Virginie Orgogozo et son équipe cherchent à comprendre les mécanismes de l’évolution des espèces. Cette chercheuse, médaille de bronze du CNRS, a reçu le prix Joliot-Curie de la « jeune femme scientifique » en 2014.

Virginie Orgogozo passionnée de mouches et de génétique est arrivée à l’Institut Jacques Monod en 2010. Dans son laboratoire, elle essaie de comprendre comment diverses espèces de drosophiles ont évolué au cours du temps. « Je tente de retracer les mutations qui ont engendré les différences entre les espèces ». Depuis les travaux de Darwin, la recherche en évolution essaie d’expliquer la biodiversité.
A ce jour, les scientifiques savent que l'évolution met en jeu des mutations qui apparaissent au hasard et se répandent dans les populations suite à des processus aléatoires et de sélection. Mais les mutations et les gènes responsables de l'évolution phénotypique ont-ils des propriétés particulières ? 

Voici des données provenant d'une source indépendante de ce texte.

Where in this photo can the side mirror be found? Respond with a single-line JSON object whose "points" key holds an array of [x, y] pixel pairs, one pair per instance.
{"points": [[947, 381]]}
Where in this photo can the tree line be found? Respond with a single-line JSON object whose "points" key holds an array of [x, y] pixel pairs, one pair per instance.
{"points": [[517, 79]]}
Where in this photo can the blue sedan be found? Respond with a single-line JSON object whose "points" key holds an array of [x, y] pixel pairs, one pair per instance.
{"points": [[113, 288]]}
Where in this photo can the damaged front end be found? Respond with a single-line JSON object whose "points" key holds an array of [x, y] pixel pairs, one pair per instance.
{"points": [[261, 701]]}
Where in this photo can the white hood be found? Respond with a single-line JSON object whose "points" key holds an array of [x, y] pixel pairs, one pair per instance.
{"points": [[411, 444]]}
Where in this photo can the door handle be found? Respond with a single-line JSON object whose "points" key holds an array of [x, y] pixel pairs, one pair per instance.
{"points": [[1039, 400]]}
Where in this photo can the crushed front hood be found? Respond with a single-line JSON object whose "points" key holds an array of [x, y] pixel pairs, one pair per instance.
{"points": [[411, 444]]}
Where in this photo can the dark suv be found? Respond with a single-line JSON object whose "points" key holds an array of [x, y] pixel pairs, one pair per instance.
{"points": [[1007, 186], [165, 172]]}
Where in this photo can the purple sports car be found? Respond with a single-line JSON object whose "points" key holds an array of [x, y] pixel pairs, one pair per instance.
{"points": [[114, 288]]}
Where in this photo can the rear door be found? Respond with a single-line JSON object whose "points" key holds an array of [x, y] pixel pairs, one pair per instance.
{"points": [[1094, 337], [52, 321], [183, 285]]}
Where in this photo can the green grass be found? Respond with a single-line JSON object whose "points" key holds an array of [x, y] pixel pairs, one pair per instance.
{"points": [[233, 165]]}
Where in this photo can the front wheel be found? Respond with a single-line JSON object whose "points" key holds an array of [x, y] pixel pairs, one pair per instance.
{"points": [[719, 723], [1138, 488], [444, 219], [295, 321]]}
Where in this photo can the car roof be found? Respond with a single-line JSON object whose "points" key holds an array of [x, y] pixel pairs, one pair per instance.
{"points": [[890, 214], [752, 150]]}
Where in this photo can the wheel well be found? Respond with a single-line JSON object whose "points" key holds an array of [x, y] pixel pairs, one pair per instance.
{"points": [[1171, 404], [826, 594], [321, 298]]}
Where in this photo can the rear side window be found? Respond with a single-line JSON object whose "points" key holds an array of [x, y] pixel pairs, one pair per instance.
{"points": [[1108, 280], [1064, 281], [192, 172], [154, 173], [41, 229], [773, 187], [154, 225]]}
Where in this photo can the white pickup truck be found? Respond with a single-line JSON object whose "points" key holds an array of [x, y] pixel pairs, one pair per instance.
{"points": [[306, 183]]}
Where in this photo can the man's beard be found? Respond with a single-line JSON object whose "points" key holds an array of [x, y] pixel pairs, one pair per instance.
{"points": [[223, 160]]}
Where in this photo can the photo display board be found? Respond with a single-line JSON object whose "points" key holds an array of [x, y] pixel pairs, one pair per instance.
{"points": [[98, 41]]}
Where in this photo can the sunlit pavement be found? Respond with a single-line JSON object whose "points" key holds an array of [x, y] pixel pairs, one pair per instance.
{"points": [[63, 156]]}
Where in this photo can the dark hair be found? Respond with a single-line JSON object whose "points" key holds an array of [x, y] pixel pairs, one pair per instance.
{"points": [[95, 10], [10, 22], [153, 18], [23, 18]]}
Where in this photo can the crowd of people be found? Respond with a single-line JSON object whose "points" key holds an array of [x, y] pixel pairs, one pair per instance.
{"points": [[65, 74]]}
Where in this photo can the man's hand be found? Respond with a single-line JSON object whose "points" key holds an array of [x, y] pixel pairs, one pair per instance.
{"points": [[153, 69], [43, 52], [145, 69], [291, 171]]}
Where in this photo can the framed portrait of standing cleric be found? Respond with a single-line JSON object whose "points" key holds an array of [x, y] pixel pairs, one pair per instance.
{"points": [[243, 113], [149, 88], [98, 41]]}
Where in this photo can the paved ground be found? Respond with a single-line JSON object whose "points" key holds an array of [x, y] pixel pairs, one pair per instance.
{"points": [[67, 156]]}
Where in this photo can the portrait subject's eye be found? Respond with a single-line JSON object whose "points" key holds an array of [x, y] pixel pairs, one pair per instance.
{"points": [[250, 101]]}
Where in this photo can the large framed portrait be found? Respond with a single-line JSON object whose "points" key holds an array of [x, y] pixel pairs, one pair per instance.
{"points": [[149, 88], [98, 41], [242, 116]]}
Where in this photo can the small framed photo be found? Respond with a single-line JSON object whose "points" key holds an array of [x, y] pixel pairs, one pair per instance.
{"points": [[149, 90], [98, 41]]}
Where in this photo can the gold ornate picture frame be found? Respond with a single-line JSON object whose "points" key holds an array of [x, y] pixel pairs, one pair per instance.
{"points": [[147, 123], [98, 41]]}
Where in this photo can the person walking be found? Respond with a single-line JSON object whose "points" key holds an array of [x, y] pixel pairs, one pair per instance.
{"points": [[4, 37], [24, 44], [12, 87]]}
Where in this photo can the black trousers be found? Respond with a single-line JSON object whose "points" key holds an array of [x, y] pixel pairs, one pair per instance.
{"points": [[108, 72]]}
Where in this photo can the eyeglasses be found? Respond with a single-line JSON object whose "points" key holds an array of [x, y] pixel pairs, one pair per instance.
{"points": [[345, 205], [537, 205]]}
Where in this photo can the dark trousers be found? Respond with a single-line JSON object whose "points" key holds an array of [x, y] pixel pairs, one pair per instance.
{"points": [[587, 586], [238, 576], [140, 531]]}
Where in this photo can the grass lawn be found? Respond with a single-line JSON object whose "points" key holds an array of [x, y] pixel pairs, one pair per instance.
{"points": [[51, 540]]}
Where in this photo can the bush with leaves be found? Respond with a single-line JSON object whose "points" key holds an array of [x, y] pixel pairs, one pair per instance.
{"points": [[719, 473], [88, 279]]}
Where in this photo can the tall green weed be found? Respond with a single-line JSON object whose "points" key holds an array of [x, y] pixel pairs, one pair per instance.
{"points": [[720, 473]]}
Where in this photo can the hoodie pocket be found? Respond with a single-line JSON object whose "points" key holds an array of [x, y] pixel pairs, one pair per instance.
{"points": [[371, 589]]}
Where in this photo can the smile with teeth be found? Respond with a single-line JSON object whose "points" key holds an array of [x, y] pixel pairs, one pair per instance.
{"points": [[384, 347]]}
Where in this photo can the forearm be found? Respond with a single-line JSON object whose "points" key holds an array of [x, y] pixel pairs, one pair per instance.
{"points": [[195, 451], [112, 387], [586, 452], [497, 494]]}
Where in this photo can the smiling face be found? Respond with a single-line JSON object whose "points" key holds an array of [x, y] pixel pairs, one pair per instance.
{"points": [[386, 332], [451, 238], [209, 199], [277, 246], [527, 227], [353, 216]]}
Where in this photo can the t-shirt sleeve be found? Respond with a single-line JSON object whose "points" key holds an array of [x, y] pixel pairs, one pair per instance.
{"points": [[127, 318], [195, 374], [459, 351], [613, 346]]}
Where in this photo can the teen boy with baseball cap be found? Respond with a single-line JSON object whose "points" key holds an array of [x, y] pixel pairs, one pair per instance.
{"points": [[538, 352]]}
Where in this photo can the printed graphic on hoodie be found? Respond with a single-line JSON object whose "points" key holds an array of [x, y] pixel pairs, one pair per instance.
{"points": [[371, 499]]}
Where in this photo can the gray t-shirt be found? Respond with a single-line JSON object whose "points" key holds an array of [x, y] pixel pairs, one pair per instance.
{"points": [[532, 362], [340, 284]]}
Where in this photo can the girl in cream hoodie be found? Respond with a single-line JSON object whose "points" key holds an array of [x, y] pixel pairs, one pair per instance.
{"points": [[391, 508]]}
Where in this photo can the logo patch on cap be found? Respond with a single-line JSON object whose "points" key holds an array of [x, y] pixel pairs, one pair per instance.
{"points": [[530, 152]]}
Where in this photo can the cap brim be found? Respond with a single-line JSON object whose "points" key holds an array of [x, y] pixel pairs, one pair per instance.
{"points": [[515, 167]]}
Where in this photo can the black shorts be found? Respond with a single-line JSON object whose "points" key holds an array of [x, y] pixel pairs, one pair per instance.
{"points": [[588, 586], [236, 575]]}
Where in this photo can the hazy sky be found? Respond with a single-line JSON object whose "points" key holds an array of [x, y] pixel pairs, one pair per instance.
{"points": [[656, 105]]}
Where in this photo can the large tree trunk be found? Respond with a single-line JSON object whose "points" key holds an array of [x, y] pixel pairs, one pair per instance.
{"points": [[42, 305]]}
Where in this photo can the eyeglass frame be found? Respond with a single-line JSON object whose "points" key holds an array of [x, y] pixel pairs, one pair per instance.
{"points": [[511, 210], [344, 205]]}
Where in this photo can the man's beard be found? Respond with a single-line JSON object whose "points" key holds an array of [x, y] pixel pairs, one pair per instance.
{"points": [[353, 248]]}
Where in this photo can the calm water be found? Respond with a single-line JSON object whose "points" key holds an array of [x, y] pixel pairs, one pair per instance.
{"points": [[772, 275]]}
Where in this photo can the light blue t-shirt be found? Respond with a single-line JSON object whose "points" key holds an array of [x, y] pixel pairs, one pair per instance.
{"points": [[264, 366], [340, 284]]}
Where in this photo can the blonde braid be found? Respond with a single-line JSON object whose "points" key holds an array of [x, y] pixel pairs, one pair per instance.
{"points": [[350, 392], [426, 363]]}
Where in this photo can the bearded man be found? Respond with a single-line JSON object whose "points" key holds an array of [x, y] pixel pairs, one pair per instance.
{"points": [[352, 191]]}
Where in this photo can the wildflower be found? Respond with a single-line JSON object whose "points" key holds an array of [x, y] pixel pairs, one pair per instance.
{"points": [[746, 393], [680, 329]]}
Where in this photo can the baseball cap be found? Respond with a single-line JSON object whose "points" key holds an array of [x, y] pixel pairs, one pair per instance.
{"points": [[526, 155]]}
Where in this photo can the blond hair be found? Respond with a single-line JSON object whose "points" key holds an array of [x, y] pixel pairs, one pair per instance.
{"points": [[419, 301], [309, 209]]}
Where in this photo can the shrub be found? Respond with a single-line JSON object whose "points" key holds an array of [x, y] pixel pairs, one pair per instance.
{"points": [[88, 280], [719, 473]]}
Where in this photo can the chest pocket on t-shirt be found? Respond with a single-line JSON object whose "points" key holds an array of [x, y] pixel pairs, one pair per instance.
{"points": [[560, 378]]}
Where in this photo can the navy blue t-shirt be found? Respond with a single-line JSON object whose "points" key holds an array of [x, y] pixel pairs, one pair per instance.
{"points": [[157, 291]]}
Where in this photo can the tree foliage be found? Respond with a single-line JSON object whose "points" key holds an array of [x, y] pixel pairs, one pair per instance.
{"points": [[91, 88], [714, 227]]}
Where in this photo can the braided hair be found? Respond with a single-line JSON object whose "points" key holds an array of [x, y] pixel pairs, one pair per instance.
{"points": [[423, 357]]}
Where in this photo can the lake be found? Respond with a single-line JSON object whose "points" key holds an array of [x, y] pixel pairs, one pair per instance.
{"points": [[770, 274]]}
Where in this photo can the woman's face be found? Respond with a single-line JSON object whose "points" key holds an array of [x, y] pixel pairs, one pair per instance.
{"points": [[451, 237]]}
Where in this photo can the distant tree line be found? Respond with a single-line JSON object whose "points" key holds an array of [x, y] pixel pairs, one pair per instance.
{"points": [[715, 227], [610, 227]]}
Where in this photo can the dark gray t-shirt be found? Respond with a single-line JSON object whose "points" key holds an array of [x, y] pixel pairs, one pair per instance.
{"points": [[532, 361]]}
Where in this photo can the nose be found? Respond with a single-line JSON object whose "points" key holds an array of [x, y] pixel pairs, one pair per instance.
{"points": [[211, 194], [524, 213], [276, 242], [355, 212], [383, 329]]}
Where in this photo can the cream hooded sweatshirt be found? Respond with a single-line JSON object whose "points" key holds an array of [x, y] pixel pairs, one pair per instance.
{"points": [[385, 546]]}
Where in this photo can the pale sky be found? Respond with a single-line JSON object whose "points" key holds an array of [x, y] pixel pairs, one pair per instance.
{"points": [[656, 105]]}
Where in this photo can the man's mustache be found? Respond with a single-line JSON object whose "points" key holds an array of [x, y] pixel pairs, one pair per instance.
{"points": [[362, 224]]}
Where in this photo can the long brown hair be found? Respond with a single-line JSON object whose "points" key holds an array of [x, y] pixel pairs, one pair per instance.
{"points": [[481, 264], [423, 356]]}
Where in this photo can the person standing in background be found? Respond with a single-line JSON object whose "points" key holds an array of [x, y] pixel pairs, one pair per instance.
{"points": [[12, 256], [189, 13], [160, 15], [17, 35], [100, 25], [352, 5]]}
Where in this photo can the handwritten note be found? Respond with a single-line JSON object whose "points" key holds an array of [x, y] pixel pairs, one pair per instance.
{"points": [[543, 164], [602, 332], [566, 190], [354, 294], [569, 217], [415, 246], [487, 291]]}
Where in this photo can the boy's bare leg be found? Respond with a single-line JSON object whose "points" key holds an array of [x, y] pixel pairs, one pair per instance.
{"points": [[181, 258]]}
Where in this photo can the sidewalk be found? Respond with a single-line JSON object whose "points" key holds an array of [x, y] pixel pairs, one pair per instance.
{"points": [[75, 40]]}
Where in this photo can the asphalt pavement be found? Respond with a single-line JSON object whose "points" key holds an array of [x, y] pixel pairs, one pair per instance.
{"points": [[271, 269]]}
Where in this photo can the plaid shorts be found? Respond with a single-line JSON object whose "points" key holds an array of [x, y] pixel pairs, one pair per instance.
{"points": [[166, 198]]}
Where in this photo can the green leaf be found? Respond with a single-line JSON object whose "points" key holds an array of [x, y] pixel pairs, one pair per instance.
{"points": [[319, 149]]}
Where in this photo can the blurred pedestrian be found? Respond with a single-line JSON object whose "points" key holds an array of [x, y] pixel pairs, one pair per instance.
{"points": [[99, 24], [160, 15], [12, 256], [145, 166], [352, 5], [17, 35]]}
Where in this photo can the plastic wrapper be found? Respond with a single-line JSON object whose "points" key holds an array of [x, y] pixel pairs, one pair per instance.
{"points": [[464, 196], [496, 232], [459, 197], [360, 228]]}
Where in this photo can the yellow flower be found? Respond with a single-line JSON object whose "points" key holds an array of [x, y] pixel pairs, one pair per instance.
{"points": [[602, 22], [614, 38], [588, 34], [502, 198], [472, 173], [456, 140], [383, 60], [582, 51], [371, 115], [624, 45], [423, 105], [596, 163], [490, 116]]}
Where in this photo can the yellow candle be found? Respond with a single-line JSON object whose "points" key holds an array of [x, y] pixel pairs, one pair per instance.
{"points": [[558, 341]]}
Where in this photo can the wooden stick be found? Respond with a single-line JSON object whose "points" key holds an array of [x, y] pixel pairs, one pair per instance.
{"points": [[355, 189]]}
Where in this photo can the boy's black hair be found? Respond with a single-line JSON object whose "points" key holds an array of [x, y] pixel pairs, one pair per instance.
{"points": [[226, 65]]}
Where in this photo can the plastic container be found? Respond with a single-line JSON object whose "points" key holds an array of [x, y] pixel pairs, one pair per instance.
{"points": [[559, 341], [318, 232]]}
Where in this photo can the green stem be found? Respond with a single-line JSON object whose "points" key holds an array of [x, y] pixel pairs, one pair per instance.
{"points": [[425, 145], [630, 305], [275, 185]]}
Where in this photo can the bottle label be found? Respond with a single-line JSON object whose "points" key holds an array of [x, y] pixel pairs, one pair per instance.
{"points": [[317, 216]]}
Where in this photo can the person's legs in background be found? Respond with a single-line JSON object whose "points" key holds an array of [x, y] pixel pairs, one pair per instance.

Lauréate aux ERC starting grants

Au laboratoire, Virginie Orgogozo parvient à croiser des espèces drosophiles génétiquement et morphologiquement proches. « Cet animal est « pratique », on parvient assez facilement à mélanger les génomes, c’est ainsi que l’on obtient des exemples concrets d’évolution », nous dit la chercheuse en biologie du CNRS.  Les organes génitaux sont les parties du corps qui évoluent le plus vite chez les animaux. « Ils évoluent encore plus vite chez les mâles, nous tentons de comprendre pourquoi ». Pour conduire ses travaux, Virginie Orgogozo n’est évidemment pas toute seule dans son laboratoire au quatrième étage de l’Institut. Grâce au financement d’un ERC Starting grants, elle a pu s’entourer de trois post-doc, d’un chercheur du CNRS, d’un maître de conférences, d’une ingénieure d’étude et d’un doctorant.
 
Cette femme dynamique, mère de deux enfants, parvient avec sa bonne humeur et ses intuitions géniales à mobiliser son équipe. « L’équipe de Virginie accomplit un formidable travail, ses résultats sont d’ailleurs publiés dans les meilleures revues mondiales », souligne le directeur de l’IJM, Giuseppe Baldacci.